Working Our Way to a 15-Hour Work Week

We’re all familiar with the idea of escaping the rat race; that endless, self-defeating pursuit. You work more hours, to buy more stuff, to bring you greater joy … . But of course, because you’re working more hours, you don’t have time to enjoy the stuff that more money made available.

The key, of course, is to find the right balance. Work just enough hours to make enough money to enjoy the people and activities that are important to you. Of course part of that calculation considers the period beyond your working years. Ideally you will be able to save enough money to retire at a reasonable age and be able to live your chosen lifestyle.

 

I believe it’s safe to say that most of us would rather be spending more time with our loved ones than making money. Famed British economist John Maynard Keynes certainly believed so. Back in 1930, he predicted that the working week would be drastically cut, to perhaps 15 hours a week, with people choosing to have far more leisure as their material needs were satisfied. Keynes predicted that living standards in “progressive countries” such as the United States and Britain would be between four and eight times higher and the greater, more efficient productivity (robots? technology?) would leave people far more time to enjoy the good things in life.

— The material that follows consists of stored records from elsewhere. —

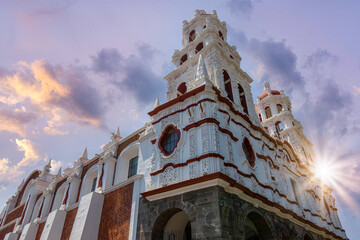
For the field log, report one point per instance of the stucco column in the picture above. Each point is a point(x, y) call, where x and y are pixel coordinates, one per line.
point(47, 202)
point(9, 206)
point(74, 181)
point(106, 171)
point(30, 206)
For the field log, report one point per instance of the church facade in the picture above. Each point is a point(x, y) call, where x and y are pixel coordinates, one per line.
point(210, 164)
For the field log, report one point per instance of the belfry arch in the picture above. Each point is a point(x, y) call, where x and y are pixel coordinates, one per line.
point(172, 224)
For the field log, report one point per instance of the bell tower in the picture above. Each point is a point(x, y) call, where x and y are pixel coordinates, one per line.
point(274, 111)
point(205, 35)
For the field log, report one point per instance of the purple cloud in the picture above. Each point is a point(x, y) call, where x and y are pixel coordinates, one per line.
point(132, 75)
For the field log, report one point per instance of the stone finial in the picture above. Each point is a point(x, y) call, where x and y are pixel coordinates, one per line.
point(157, 103)
point(201, 69)
point(47, 167)
point(84, 154)
point(266, 86)
point(117, 132)
point(21, 184)
point(59, 172)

Of course, despite the fact that many progressive countries are five times richer than they were a century ago, we are working longer hours than ever before. If we weaned ourselves off the need to be hyper-consumers, focused more intensely on the things that were truly important, better leveraged the technologies that have made our work lives more efficient, and implemented a universal basic income, could we get away with a 15-hour work week?